Skip to content

benghaem/MutNN

Repository files navigation

MutNN

WARNING: This is alpha software. Have fun!

MutNN is an experimental ONNX runtime that supports seamless multi-GPU graph execution on CUDA GPUs and provides baseline implementations of both model and data parallelism.

V0.2: Adds support for multi-graph / multi-tenant NN execution!
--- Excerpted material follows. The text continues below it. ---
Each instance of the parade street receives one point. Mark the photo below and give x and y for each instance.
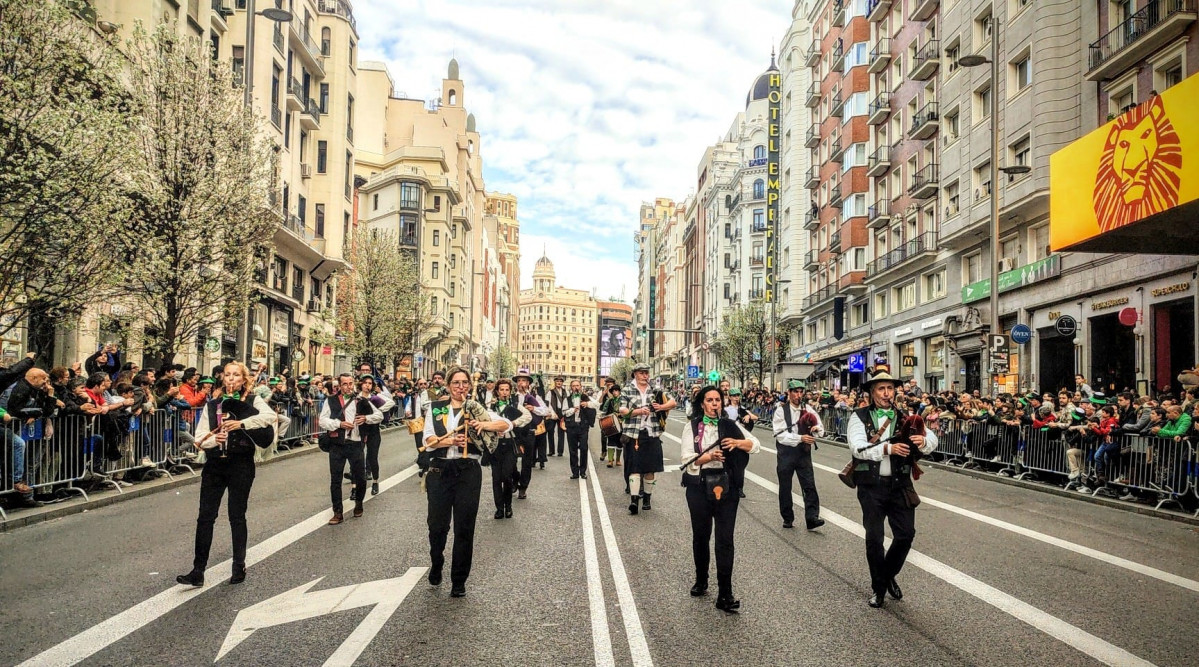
(998, 575)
Developed by Benjamin Ghaemmaghami & Saurabh Gupta

Usage

import onnx2parla as o2p
import numpy as np

def load_batch(start, end):
    batch_size = end - start
    return np.random.random((batch_size,3,224,224))

def store_batch(res):
    print(res)

# config with batch_size = 16, total_batches = 256
cfg = o2p.Config(store_batch, load_batch, 16, 256)
o2p_model = o2p.build("resnet18v1.onnx", config)

o2p_model.run()

Operator Support

Current operator support is limited with most of the focus placed on supporting CNNs.

The full list is here

Where can I get ONNX graphs?

The ONNX Model Zoo is a great place to find a wide selection of pre-trained neural network graphs. All of the major frameworks have some capability to be converted to ONNX graphs.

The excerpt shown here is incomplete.